JAKARTA – Menteri Perhubungan Budi Karya Sumadi memberikan apresiasi kepada Direktorat Jenderal Perhubungan Laut yang telah berhasil merebut kembali kejayaan maritim melalui pencapaian beberapa bulan terakhir ini. Pencapaian tersebut diantaranya mendatangkan kapal besar dengan kapasitas kurang lebih 8500 TEUs, melakukan pemanduan di Selat Malaka dan mengelola RoRo dari Malaysia dan Filipina ke Indonesia. Hal tersebut disampaikan Menhub saat memberikan arahan sekaligus membuka Rapat Kerja Direktorat Jenderal Perhubungan Laut pada Rabu (3/5) di Jakarta.

Dalam kesempatan tersebut, Menhub mengarahkan Direktorat Jenderal Perhubungan Laut untuk tidak berpuas diri dan bertindak lebih baik untuk kemajuan bidang maritim Indonesia.

“Tidak cukup sampai di situ, karena akan lebih berhasil apabila tingkat keterisian kapal menjadi lebih besar, pemanduan kapal dapat dimanfaatkan oleh banyak orang dan keterisian Roro juga lebih besar,” jelas Menhub.

Menhub optimis pencapaian-pencapaian tersebut dapat menjadikan Indonesia sebagai Negara yang Mandiri di Bidang Maritim.

“Pencapaian tersebut sekaligus menunjukkan bahwa Indonesia mampu menjadi Negara yang Mandiri di bidang maritim, sehingga ke depan Pemerintah optimis mampu mengembalikan kejayaan Indonesia sebagai bangsa maritim yang besar dan sejalan dengan Program Nawacita Nasional yakni mewujudkan Indonesia sebagai Poros Maritim Dunia,” ujar Menhub.

Selain itu, Menhub juga menyoroti hal-hal yang menjadi catatan penting, diantaranya safety (keselamatan), integritas dan governance (tata kelola).
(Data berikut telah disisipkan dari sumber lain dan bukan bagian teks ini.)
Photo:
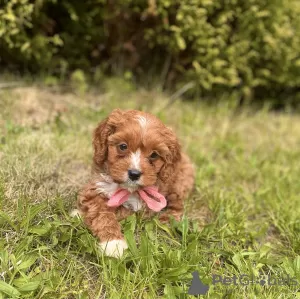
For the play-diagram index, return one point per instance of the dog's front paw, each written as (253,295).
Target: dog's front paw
(166,217)
(114,248)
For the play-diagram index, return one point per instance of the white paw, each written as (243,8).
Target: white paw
(114,248)
(75,213)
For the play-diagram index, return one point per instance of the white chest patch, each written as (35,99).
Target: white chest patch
(106,186)
(133,203)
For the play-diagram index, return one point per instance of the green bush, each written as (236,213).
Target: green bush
(220,45)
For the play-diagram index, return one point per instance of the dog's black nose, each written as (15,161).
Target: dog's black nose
(134,174)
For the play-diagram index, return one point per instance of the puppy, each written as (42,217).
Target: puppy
(138,165)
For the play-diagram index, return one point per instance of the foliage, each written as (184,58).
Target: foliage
(219,45)
(243,217)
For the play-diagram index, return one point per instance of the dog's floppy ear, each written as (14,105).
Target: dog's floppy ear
(101,134)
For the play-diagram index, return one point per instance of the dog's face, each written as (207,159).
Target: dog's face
(135,148)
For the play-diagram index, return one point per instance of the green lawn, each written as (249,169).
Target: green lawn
(243,218)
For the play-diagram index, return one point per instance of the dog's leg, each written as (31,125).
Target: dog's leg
(102,221)
(174,208)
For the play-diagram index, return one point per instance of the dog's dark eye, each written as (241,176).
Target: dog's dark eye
(123,147)
(153,156)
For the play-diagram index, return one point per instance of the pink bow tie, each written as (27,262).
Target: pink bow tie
(156,202)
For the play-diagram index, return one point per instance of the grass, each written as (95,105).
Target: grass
(243,217)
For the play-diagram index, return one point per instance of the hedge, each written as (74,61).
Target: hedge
(219,45)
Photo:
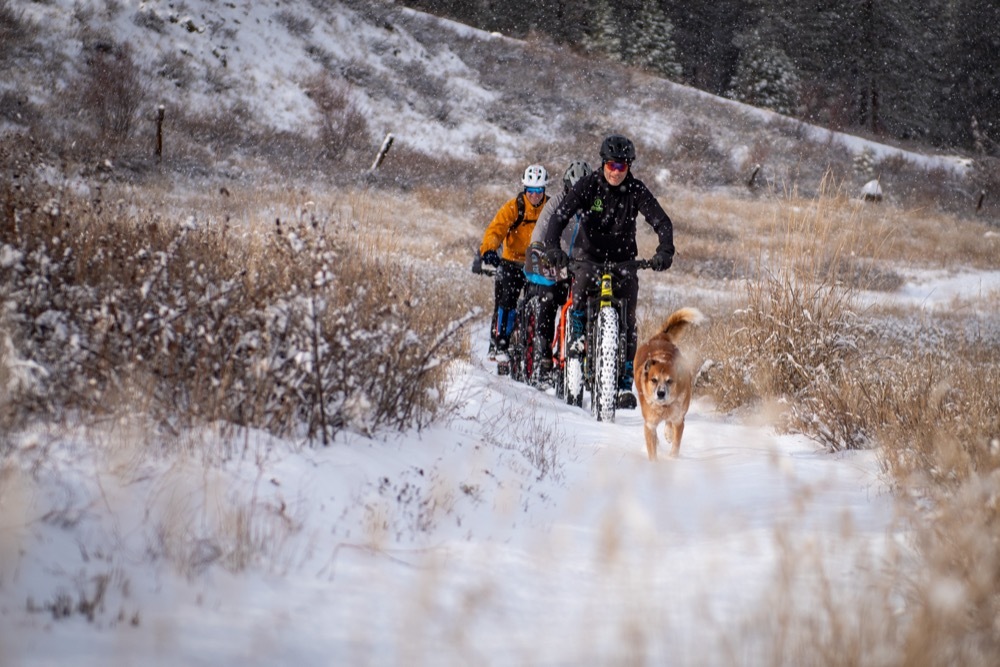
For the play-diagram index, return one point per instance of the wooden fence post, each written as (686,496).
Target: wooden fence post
(160,111)
(386,145)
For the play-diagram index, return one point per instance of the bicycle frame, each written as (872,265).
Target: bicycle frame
(603,400)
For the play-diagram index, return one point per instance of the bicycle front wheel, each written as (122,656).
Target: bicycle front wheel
(604,397)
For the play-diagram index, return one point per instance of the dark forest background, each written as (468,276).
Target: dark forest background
(919,70)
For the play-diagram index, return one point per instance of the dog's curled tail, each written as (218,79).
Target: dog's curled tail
(679,320)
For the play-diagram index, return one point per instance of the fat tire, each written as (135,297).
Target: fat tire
(573,381)
(530,357)
(605,364)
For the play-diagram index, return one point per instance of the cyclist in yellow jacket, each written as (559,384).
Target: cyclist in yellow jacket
(511,229)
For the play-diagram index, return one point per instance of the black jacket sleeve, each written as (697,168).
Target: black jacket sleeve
(658,220)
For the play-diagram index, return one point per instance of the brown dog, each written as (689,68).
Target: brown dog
(663,381)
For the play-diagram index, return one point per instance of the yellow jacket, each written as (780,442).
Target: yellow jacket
(515,243)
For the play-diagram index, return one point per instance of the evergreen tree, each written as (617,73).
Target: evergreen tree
(704,33)
(602,34)
(650,44)
(974,61)
(765,76)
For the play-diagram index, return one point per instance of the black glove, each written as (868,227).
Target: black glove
(661,261)
(557,257)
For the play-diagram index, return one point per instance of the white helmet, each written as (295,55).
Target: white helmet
(535,176)
(576,170)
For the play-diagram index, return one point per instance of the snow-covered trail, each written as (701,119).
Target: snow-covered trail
(453,547)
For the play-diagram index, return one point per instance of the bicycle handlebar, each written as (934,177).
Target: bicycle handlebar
(479,269)
(625,264)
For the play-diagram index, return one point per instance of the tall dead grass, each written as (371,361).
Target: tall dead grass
(923,390)
(298,326)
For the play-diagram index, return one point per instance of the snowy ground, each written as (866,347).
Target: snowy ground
(450,546)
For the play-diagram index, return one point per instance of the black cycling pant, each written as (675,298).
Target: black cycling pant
(507,284)
(550,298)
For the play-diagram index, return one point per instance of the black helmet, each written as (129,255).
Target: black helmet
(618,148)
(574,172)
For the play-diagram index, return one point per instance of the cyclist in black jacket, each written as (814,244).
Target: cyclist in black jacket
(609,201)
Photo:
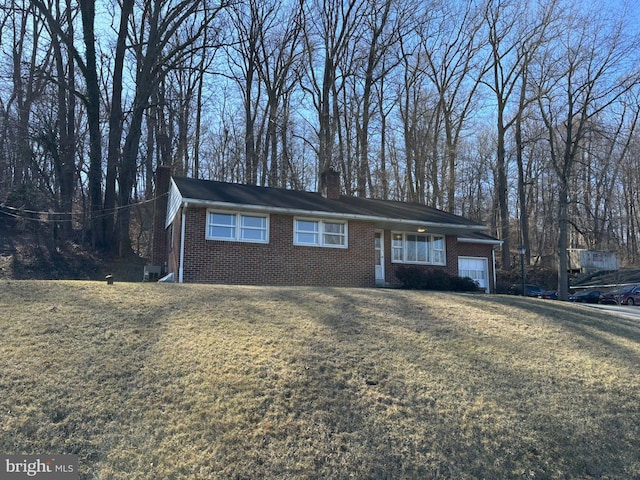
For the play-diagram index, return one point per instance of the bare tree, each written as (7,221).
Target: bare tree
(579,81)
(331,27)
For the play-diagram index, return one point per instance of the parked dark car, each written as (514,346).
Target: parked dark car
(626,295)
(587,296)
(530,290)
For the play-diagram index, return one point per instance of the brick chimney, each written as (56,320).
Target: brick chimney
(159,243)
(330,184)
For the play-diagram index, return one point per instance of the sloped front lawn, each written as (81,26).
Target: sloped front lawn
(152,381)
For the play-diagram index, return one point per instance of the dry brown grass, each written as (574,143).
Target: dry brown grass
(152,381)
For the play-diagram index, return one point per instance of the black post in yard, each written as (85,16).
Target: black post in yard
(522,251)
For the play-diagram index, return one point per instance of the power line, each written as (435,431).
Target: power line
(37,216)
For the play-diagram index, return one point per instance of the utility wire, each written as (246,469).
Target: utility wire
(34,215)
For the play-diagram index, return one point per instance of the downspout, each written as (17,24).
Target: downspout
(182,235)
(495,278)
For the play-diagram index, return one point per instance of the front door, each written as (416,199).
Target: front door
(379,257)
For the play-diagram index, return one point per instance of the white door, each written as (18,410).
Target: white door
(379,256)
(476,268)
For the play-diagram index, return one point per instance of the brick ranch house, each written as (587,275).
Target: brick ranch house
(216,232)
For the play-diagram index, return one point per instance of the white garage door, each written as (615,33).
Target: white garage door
(476,268)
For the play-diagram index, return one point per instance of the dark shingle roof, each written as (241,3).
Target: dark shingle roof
(213,192)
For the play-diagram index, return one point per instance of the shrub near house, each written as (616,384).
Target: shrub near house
(416,279)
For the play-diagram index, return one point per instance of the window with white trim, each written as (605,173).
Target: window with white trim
(319,233)
(418,248)
(237,227)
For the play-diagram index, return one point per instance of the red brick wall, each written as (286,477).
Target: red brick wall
(279,262)
(454,250)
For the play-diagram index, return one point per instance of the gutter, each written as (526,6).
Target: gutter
(480,241)
(324,214)
(182,237)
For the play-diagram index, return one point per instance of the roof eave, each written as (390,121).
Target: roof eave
(333,215)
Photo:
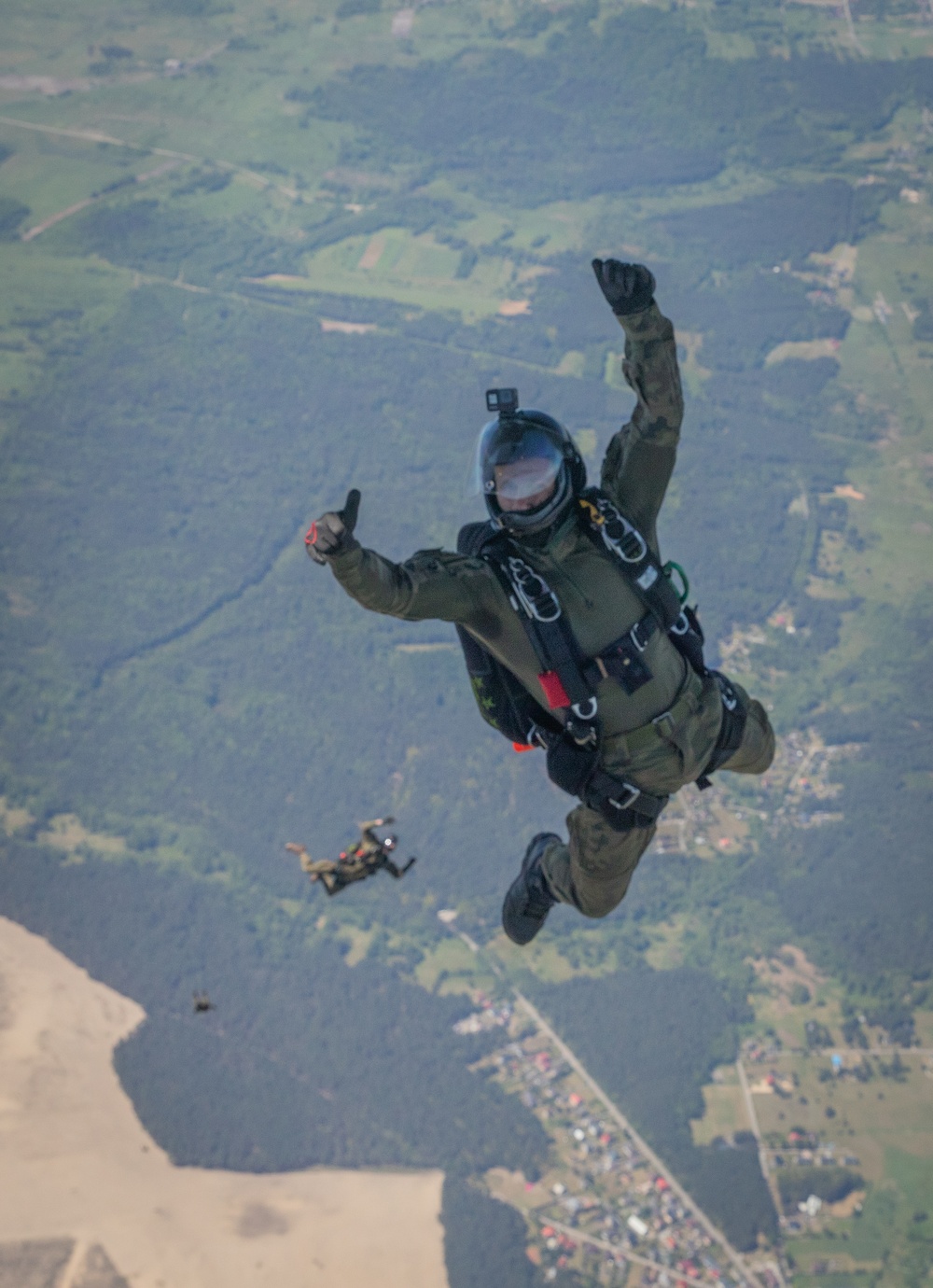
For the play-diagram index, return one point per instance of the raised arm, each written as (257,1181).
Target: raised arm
(433,583)
(640,460)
“Ada beberapa hal yang saya beri catatan; pertama, safety (keselamatan). Kita masih banyak kekurangan, oleh karenanya kita harus melakukan dengan cara yang lebih baik dan advance supaya kecelakaan-kecelakaan itu tidak terjadi lagi. Kedua, integritas dan governance (tata kelola). Kita bersama Polri sudah menemukan perbuatan yang tidak baik di Samarinda. Sekarang, kita punya tata aturan baru di mana ada pay ada service (ada pembayaran, ada pelayanan), bukan lagi no service but pay (tidak ada pelayanan, ada pembayaran),” jelas Menhub.

Menhub menegaskan akan menumpas kegiatan yang tidak baik seperti di Samarinda dan kota lainnya agar tidak dicontoh dan tidak terjadi lagi.
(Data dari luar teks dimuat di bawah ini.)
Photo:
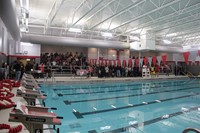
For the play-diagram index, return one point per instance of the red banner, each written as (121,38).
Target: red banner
(114,62)
(186,56)
(130,62)
(137,62)
(119,63)
(164,59)
(154,60)
(145,60)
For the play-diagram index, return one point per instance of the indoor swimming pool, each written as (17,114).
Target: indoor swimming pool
(145,106)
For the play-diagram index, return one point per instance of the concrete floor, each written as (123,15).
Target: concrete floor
(4,114)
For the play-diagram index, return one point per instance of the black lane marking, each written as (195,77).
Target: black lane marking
(139,87)
(77,114)
(148,122)
(67,102)
(93,87)
(136,105)
(92,131)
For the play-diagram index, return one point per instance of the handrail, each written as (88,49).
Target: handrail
(191,129)
(191,74)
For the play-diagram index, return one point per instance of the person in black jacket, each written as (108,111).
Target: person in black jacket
(17,70)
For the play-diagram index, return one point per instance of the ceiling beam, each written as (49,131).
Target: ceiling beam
(87,12)
(119,13)
(152,11)
(163,18)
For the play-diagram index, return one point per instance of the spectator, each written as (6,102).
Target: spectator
(17,70)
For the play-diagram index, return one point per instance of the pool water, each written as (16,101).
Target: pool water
(149,106)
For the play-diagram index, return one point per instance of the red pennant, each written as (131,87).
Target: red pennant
(114,62)
(145,60)
(137,62)
(186,56)
(164,59)
(130,62)
(154,60)
(119,63)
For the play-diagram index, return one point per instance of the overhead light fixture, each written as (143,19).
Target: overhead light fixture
(106,34)
(135,38)
(26,44)
(167,41)
(74,30)
(187,47)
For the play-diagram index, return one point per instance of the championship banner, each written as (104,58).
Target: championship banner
(145,61)
(137,62)
(154,60)
(193,56)
(130,62)
(164,59)
(186,56)
(141,61)
(133,62)
(124,63)
(150,60)
(159,60)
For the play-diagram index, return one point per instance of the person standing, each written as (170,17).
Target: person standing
(17,70)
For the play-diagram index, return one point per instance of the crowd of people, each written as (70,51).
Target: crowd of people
(63,59)
(72,62)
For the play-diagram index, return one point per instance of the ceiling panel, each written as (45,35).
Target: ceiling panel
(179,18)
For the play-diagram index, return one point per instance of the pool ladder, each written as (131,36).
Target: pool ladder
(195,130)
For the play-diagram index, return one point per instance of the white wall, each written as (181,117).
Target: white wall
(62,49)
(3,38)
(92,53)
(24,49)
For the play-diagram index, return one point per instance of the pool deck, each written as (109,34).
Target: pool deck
(91,79)
(4,114)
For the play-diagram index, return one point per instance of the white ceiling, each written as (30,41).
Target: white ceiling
(177,21)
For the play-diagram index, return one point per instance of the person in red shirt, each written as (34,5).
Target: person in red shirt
(157,69)
(42,68)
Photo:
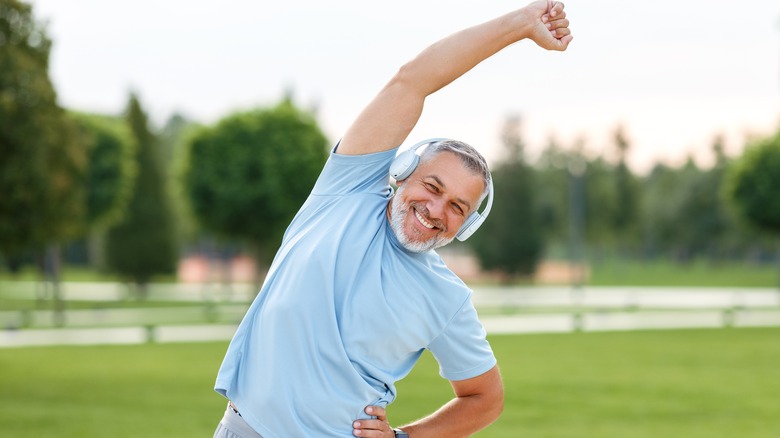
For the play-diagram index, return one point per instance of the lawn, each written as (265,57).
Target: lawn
(686,383)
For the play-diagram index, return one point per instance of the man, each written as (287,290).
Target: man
(356,293)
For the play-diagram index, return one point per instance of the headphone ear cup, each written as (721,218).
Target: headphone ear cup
(471,225)
(404,164)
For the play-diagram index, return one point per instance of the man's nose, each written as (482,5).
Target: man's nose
(436,208)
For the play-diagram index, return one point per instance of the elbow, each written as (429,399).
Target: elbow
(497,404)
(406,82)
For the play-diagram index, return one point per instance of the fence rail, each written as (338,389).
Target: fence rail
(504,310)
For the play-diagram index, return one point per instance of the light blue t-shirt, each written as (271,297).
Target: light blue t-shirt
(345,312)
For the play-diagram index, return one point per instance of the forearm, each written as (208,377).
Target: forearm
(390,117)
(448,59)
(460,417)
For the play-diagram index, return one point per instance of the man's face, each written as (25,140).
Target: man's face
(433,202)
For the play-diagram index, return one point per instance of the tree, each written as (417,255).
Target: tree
(110,177)
(625,216)
(754,184)
(173,141)
(512,241)
(111,167)
(247,176)
(141,245)
(42,165)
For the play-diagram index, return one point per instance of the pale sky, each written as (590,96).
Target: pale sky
(673,73)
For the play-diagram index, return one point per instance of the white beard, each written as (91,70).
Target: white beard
(397,215)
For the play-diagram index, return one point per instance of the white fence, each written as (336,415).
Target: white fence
(504,310)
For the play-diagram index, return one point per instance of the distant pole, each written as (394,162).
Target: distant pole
(577,219)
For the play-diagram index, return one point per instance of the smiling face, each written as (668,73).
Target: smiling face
(433,202)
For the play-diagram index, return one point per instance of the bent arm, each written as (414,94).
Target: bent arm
(478,402)
(392,114)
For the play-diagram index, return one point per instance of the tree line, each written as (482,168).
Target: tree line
(117,193)
(567,204)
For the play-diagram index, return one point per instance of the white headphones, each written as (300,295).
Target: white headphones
(404,164)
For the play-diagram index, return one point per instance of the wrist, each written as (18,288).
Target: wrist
(400,433)
(520,23)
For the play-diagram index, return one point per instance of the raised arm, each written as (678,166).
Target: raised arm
(392,114)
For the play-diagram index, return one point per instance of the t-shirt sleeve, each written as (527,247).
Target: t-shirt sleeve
(462,349)
(345,174)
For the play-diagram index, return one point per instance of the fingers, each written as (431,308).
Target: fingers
(377,411)
(556,22)
(373,428)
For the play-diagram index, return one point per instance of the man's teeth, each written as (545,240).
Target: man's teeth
(422,220)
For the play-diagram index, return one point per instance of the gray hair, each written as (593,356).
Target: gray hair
(471,158)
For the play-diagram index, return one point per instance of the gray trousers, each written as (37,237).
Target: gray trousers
(234,426)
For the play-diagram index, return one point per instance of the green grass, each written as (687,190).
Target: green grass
(694,383)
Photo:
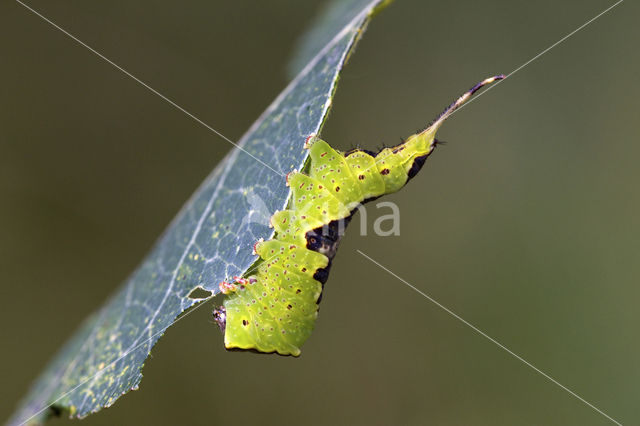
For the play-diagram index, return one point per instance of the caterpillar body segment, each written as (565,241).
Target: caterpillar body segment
(274,309)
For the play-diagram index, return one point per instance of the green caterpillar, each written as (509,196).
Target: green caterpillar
(274,309)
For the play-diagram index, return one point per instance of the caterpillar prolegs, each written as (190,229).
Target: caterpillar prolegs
(275,308)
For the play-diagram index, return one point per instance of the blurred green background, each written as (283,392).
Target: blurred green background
(526,224)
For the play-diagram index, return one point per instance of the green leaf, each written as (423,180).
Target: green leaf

“Saya katakan mulai saat ini kita bersama-sama aparat penegak hukum untuk secara sistematis menumpas kegiatan yang tidak baik tersebut. Di tempat lain jangan coba-coba, karena kita sudah ingatkan beberapa kali, kejadian Medan, Surabaya, Jakarta, Samarinda,” tegas Menhub.

Sementara itu, Rapat kerja yang bertema “Melalui Rapat Kerja Direktorat Jenderal Perhubungan Laut Tahun 2017, Kita Raih Kemandirian Maritim Menuju Poros Maritim Dunia” ini diharapkan dapat mendorong partisipasi aktif dari seluruh instansi dan stakeholder maritim terkait baik swasta maupun BUMN dalam pelaksanaan pembangunan sektor transportasi laut.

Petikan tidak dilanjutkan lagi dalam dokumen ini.